Shearer, Alex. The Ministry of Ghosts
3 May 2016, Sky Ponly Press
Copy Provided by Young Adult Books Central
Mr. Beeston, from the Department of Economics, is bound and determined to trim the fat from the budget, so when he finds information about the Ministry of Ghosts, he sets out to see if anything is being accomplished there. What he finds is Mr. Copperstone, who probably should have retired years ago, his able assistants Miss Rolly and Mr. Gibbins, and their flighty secretary, Mrs. Scant. There is also a cat, whose expenses come out of petty cash. Even though there is the pretense of getting work done, there have been no ghosts found or dealt with in the 200 plus years that the ministry has been in existence, which strikes Mr. Beeston as ludicrous. He gives the group two months to find a ghost or they will all be sent to the Department of Sewage or forced to retire. Upon reflection, the group decides that children are the way to lure ghosts, so they post an advertisement in the window of their dusty office. Two students from the nearby school answer it-- Thruppence, whose father owns a local fish store, and Tim, whose family has a woodworking shop that used to make prosthetic legs. The two are glad of a little spending money and investigate ways that they could find ghosts. In the end, they decide it is necessary to fool Mr. Beeston and contrive to fool him into thinking that a ghost has appeared... until they uncover a number of ghosts in an unusual place.
Shearer, who has written a number of children's books in Great Britain but got his start by writing for television, seems to have a firm grasp on British bureaucracy. The details of the daily routine of the Ministry of Ghosts is rather amusing, as are the eccentricities of the people working there-- Mr. Copperstone takes naps, Miss Rolly writes letters to the newspapers about women's issues, Mr. Gibbins tries to do the crossword puzzle without anyone noticing, and Mrs. Scant is forever offering to make tea that never appears.
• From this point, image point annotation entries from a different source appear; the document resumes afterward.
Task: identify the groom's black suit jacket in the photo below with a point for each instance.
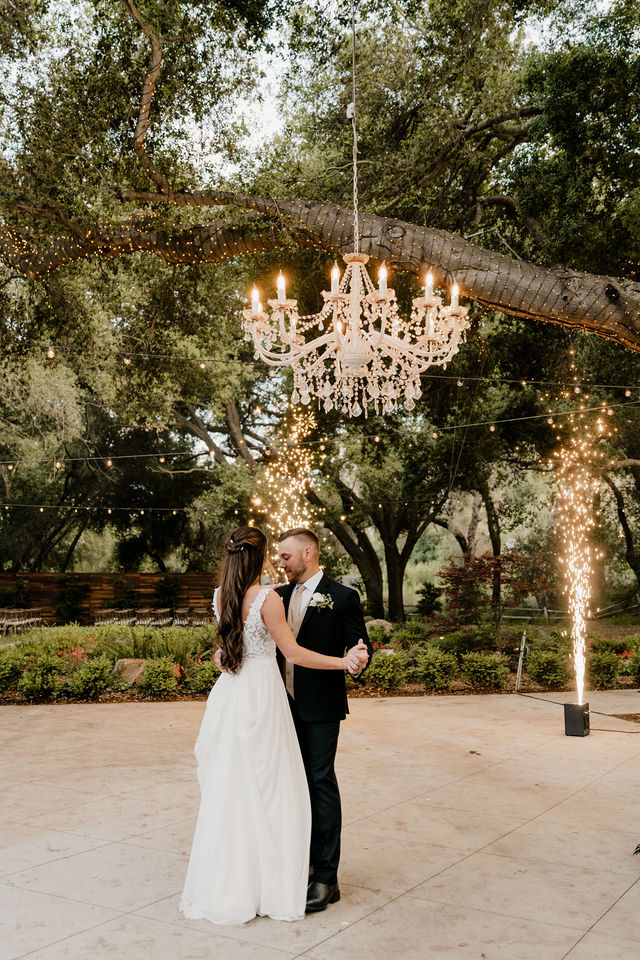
(321, 695)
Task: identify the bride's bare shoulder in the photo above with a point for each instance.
(272, 602)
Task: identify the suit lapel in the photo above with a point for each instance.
(323, 587)
(285, 592)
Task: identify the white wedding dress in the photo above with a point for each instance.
(250, 853)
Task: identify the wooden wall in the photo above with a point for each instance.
(45, 589)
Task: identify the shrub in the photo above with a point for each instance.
(11, 664)
(409, 659)
(377, 635)
(487, 670)
(436, 670)
(159, 678)
(91, 678)
(634, 665)
(548, 668)
(603, 668)
(484, 637)
(202, 675)
(599, 644)
(559, 642)
(429, 599)
(407, 634)
(42, 676)
(386, 671)
(458, 642)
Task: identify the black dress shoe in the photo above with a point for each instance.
(320, 894)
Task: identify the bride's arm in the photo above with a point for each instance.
(276, 623)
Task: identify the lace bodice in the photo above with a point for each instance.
(256, 637)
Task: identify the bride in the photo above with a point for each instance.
(250, 853)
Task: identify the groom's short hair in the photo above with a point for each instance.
(302, 532)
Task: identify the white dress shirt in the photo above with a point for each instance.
(308, 589)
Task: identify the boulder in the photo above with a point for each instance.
(129, 669)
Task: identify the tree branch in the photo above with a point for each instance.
(606, 306)
(146, 97)
(232, 418)
(197, 428)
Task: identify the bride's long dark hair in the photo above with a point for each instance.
(246, 552)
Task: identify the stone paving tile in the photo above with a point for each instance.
(520, 800)
(433, 823)
(24, 846)
(410, 930)
(597, 947)
(301, 935)
(29, 919)
(22, 800)
(575, 844)
(391, 866)
(527, 889)
(176, 838)
(427, 783)
(118, 876)
(623, 919)
(119, 817)
(138, 938)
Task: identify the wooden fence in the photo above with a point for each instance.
(105, 589)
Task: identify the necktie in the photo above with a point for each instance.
(293, 617)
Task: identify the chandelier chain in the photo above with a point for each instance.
(357, 353)
(356, 224)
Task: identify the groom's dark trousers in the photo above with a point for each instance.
(319, 704)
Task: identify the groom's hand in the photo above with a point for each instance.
(358, 657)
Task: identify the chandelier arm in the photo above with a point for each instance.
(270, 356)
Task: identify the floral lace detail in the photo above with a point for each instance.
(257, 639)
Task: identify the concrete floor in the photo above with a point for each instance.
(474, 828)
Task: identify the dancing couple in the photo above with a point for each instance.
(267, 839)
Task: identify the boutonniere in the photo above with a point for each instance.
(323, 601)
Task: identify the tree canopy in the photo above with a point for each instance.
(138, 197)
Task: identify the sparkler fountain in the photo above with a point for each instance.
(577, 483)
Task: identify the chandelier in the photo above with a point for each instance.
(358, 352)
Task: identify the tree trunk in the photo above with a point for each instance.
(493, 525)
(631, 554)
(607, 306)
(395, 578)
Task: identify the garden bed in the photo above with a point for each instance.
(72, 663)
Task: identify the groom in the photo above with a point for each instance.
(324, 616)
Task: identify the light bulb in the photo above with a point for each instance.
(335, 278)
(256, 306)
(428, 286)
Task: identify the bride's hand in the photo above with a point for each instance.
(352, 662)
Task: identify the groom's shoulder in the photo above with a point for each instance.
(341, 590)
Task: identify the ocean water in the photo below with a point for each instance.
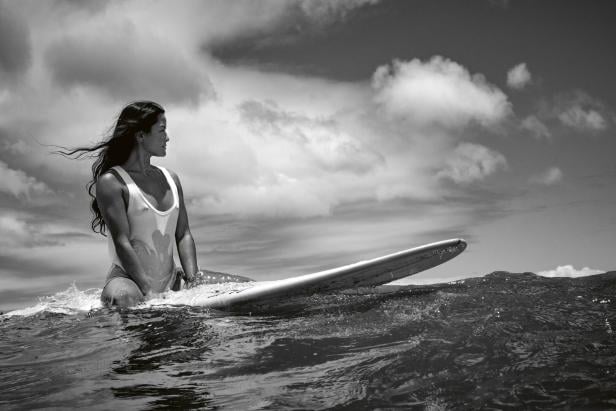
(503, 341)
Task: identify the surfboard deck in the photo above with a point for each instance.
(367, 273)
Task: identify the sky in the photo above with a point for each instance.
(310, 134)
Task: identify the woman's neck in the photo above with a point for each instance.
(138, 161)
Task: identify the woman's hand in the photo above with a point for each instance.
(189, 279)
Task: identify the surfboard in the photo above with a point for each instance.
(368, 273)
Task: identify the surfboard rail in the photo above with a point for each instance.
(367, 273)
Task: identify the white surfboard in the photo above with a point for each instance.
(368, 273)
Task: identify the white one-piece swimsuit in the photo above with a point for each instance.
(151, 233)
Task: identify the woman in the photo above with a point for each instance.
(142, 206)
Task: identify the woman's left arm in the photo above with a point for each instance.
(184, 239)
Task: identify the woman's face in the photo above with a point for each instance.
(155, 141)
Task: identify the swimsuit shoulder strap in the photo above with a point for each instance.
(172, 185)
(132, 187)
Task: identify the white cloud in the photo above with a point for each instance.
(569, 271)
(580, 111)
(549, 177)
(472, 162)
(438, 91)
(582, 119)
(19, 184)
(536, 127)
(518, 77)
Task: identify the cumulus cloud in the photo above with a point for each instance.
(580, 111)
(582, 119)
(321, 139)
(19, 184)
(536, 127)
(438, 91)
(518, 77)
(472, 162)
(549, 177)
(125, 65)
(569, 271)
(15, 47)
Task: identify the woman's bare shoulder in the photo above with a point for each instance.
(108, 185)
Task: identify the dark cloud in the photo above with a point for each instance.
(120, 66)
(299, 20)
(90, 6)
(15, 47)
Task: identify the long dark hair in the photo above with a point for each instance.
(135, 117)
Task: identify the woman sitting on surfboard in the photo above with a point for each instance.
(142, 206)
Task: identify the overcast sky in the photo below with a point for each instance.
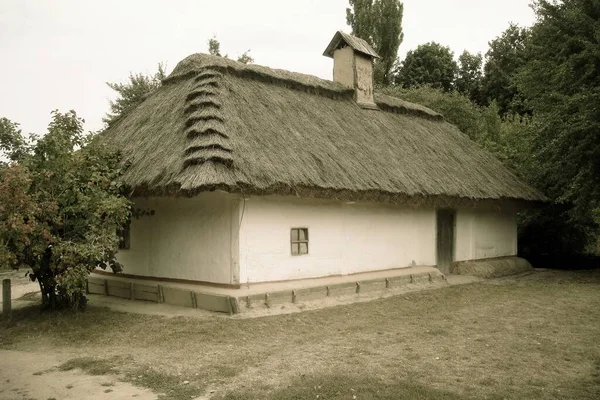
(59, 54)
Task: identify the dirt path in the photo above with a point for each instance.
(26, 375)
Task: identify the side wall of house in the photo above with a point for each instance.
(485, 234)
(343, 238)
(186, 238)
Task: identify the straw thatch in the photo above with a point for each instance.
(343, 39)
(220, 124)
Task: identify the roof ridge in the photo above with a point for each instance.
(204, 129)
(212, 67)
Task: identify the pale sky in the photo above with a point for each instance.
(58, 54)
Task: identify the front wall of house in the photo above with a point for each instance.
(186, 238)
(343, 238)
(485, 234)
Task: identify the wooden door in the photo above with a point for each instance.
(445, 240)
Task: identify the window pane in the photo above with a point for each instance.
(303, 234)
(303, 248)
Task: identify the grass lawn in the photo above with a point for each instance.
(534, 337)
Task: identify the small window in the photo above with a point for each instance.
(299, 241)
(124, 236)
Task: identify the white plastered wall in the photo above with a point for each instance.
(343, 238)
(485, 234)
(186, 238)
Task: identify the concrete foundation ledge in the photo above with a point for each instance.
(233, 301)
(492, 267)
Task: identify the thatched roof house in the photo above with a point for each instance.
(271, 143)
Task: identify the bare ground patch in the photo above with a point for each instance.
(534, 336)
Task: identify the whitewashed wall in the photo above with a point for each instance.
(485, 234)
(187, 238)
(343, 238)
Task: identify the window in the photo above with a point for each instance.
(124, 236)
(299, 241)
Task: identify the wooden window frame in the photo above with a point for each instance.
(125, 236)
(299, 241)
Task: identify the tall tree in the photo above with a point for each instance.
(379, 22)
(503, 60)
(468, 77)
(132, 93)
(562, 83)
(430, 64)
(60, 208)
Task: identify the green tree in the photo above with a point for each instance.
(214, 49)
(469, 73)
(505, 57)
(132, 93)
(379, 22)
(430, 64)
(561, 81)
(60, 208)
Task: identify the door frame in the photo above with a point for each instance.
(452, 213)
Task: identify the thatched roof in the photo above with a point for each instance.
(343, 39)
(219, 124)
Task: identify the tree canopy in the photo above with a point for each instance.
(505, 57)
(60, 207)
(469, 74)
(132, 93)
(379, 22)
(214, 49)
(561, 81)
(430, 64)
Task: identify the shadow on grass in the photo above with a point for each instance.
(346, 387)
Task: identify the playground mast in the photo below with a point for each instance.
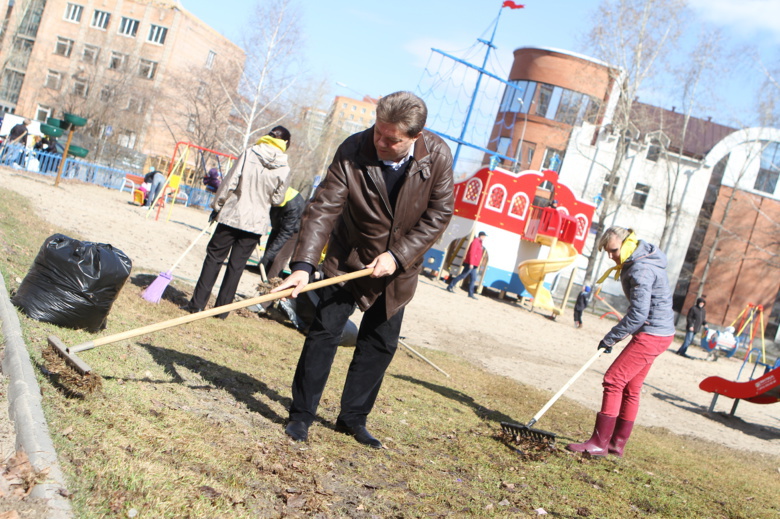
(482, 71)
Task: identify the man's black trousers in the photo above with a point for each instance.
(240, 245)
(376, 344)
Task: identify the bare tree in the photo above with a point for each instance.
(199, 108)
(699, 66)
(272, 48)
(633, 36)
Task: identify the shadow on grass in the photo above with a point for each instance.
(460, 397)
(240, 385)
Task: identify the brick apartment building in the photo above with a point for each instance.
(556, 116)
(134, 68)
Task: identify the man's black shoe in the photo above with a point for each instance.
(361, 434)
(298, 431)
(190, 309)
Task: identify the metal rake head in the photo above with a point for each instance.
(523, 431)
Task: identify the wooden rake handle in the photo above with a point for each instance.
(566, 386)
(216, 311)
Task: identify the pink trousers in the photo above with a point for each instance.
(624, 378)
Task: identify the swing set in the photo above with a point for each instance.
(177, 169)
(751, 324)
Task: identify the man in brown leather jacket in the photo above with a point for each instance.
(386, 199)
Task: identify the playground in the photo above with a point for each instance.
(498, 335)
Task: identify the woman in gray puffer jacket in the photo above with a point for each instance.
(641, 268)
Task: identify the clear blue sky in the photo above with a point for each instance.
(377, 48)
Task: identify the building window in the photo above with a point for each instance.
(117, 61)
(545, 96)
(529, 153)
(64, 47)
(53, 80)
(128, 27)
(518, 96)
(147, 68)
(126, 139)
(157, 34)
(640, 196)
(593, 110)
(503, 145)
(610, 188)
(42, 113)
(90, 54)
(80, 87)
(496, 198)
(472, 191)
(553, 159)
(100, 19)
(73, 12)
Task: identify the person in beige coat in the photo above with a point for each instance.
(257, 181)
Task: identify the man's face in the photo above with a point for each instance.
(391, 143)
(613, 248)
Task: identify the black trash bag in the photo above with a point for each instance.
(73, 283)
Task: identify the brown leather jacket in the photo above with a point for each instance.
(351, 213)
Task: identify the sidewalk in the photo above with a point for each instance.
(26, 413)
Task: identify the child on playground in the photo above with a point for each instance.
(721, 342)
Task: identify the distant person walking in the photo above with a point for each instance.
(18, 136)
(257, 180)
(212, 179)
(697, 317)
(581, 305)
(641, 269)
(470, 265)
(156, 181)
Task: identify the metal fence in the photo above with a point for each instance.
(19, 157)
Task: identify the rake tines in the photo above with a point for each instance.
(524, 431)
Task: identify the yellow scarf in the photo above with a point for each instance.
(626, 250)
(289, 195)
(273, 141)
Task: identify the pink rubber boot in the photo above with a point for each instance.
(602, 434)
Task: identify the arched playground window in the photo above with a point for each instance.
(582, 226)
(496, 198)
(519, 206)
(472, 191)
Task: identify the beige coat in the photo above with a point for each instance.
(257, 180)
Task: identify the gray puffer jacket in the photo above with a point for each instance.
(650, 301)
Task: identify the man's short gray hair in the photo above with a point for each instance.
(405, 110)
(621, 233)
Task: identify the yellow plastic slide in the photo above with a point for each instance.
(532, 272)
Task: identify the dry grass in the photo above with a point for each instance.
(189, 423)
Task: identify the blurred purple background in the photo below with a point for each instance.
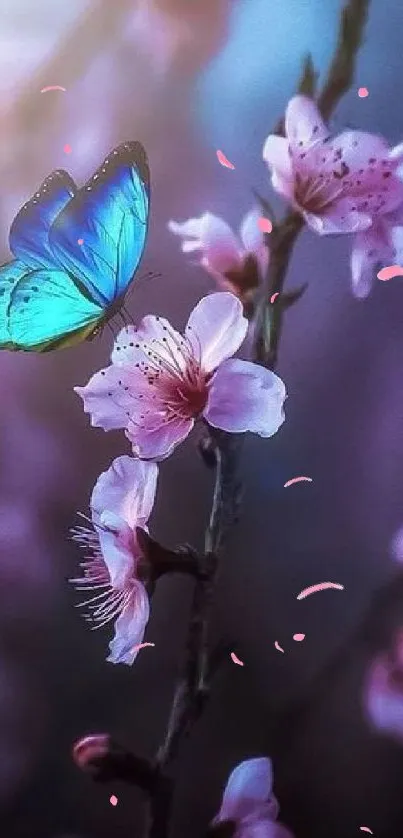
(187, 78)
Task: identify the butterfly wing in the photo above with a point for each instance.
(9, 276)
(29, 232)
(109, 216)
(45, 310)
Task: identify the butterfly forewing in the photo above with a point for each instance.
(29, 232)
(100, 235)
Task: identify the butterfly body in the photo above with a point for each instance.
(76, 252)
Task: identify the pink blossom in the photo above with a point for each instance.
(160, 382)
(236, 263)
(248, 802)
(384, 691)
(122, 500)
(379, 246)
(339, 184)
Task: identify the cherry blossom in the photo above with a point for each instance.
(249, 808)
(122, 500)
(236, 263)
(339, 184)
(160, 382)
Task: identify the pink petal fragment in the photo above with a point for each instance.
(390, 272)
(265, 225)
(53, 87)
(224, 160)
(298, 480)
(235, 659)
(322, 586)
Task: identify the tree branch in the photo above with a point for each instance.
(269, 318)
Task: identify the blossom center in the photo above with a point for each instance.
(177, 386)
(322, 178)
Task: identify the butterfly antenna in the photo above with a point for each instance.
(128, 316)
(143, 277)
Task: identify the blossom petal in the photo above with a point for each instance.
(216, 329)
(303, 122)
(138, 347)
(105, 399)
(246, 397)
(382, 245)
(369, 172)
(277, 156)
(157, 437)
(367, 252)
(251, 234)
(130, 627)
(341, 219)
(126, 489)
(263, 828)
(213, 237)
(119, 549)
(250, 781)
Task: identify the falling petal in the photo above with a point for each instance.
(390, 272)
(235, 659)
(53, 87)
(297, 480)
(322, 586)
(265, 225)
(224, 160)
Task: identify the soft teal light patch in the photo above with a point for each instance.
(256, 72)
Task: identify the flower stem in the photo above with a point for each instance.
(269, 316)
(192, 688)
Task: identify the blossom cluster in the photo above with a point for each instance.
(158, 385)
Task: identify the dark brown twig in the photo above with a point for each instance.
(269, 319)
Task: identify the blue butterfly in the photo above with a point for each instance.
(76, 252)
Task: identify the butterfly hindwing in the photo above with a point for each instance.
(29, 232)
(9, 276)
(109, 217)
(46, 309)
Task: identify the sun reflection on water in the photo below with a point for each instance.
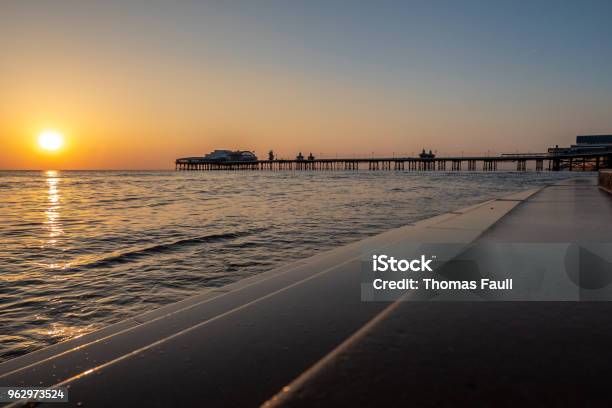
(52, 212)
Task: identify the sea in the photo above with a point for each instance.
(83, 249)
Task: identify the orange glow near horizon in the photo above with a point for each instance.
(50, 140)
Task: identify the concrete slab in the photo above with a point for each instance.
(481, 354)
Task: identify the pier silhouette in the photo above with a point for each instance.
(424, 162)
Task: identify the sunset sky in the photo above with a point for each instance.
(137, 84)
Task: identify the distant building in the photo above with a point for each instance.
(424, 155)
(585, 144)
(230, 155)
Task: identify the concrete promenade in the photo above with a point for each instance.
(305, 327)
(483, 354)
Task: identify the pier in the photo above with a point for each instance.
(593, 161)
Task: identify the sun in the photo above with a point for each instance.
(50, 140)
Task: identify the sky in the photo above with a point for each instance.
(136, 84)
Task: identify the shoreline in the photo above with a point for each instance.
(109, 346)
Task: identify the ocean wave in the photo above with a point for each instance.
(138, 253)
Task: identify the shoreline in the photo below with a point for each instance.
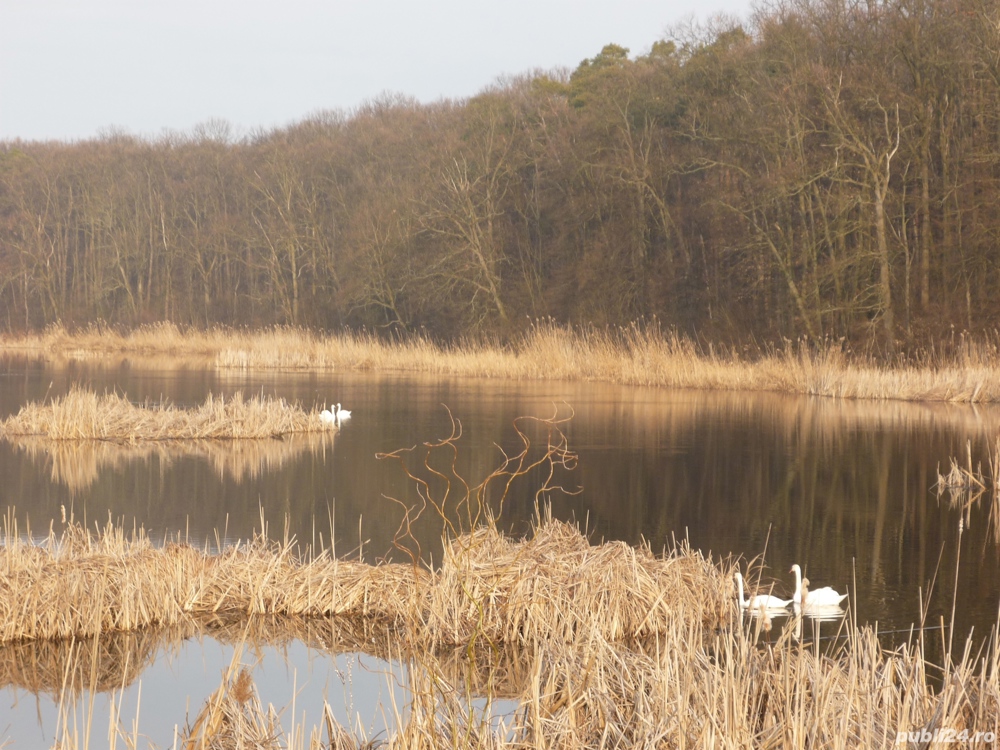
(606, 641)
(627, 356)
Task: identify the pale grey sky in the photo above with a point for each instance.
(70, 68)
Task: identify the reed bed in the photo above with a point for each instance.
(618, 647)
(83, 414)
(631, 355)
(81, 583)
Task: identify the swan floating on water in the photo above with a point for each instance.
(825, 597)
(760, 601)
(327, 417)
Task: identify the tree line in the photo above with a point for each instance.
(828, 168)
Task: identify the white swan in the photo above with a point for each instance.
(824, 597)
(761, 601)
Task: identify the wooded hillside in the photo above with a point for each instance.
(830, 169)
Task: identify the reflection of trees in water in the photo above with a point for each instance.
(842, 487)
(77, 464)
(116, 660)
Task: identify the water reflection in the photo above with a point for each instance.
(77, 464)
(841, 487)
(359, 670)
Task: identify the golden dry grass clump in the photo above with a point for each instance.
(617, 647)
(630, 355)
(557, 586)
(82, 414)
(554, 586)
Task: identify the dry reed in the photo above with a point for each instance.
(631, 355)
(586, 679)
(84, 415)
(617, 647)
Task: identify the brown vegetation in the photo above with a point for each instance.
(84, 415)
(634, 355)
(818, 169)
(611, 643)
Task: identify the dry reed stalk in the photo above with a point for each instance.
(631, 355)
(692, 683)
(233, 718)
(82, 583)
(84, 415)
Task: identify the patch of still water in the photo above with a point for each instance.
(843, 488)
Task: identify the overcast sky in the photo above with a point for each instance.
(70, 68)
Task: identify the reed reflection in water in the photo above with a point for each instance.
(844, 488)
(163, 677)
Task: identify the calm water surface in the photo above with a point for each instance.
(842, 488)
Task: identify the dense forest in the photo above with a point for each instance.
(828, 168)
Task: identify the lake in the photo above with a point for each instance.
(845, 489)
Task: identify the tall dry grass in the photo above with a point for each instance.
(83, 414)
(613, 646)
(632, 355)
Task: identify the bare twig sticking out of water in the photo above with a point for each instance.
(967, 485)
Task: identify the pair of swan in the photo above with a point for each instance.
(824, 598)
(336, 417)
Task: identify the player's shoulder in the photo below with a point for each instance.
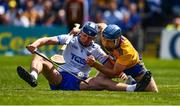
(95, 45)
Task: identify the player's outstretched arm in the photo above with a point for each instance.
(42, 41)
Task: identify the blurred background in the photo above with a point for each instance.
(151, 25)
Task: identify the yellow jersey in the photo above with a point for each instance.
(126, 54)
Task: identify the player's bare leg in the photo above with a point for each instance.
(40, 65)
(104, 83)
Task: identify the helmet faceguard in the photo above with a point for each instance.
(90, 28)
(113, 33)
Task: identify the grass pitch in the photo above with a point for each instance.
(14, 91)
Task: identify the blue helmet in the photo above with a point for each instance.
(112, 32)
(90, 28)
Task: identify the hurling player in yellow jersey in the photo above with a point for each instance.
(124, 58)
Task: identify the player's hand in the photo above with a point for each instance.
(31, 48)
(90, 60)
(123, 76)
(75, 31)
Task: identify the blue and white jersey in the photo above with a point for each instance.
(75, 55)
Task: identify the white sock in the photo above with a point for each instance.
(34, 73)
(131, 88)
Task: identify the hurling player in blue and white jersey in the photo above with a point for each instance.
(75, 54)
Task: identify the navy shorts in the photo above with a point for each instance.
(69, 82)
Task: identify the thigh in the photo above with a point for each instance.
(51, 73)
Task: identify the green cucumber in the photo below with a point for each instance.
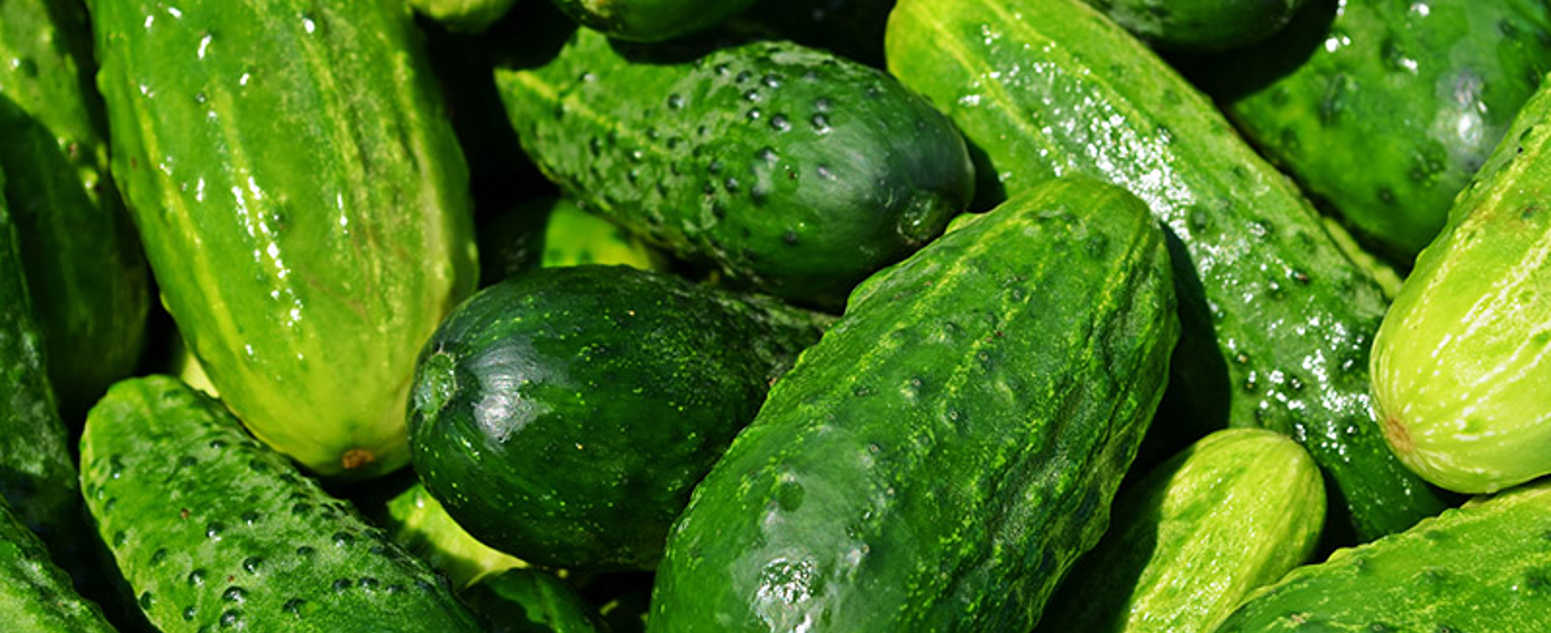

Tim and Thruppence (a nod, perhaps, to Agatha Christie's characters Tommy and Tuppence?) are very modern children thrust into an old fashioned world, but they take their ghost hunting very seriously, investigating the dusty tomes and antiquated equipment in the Ministry, and using their knowledge to find a way to trick Mr. Beeston after their midnight trips to the graveyard yield nothing.
There is a decided lack of ghosts until the fabulous twist at the end of the book, but this would still be a good choice for readers who enjoyed the work of Eva Ibbotson or Ruth Chew but aren't quite ready for the more violent ghost adventures of Catherine Jink's City of Orphans or Stroud's Lockwood and Company.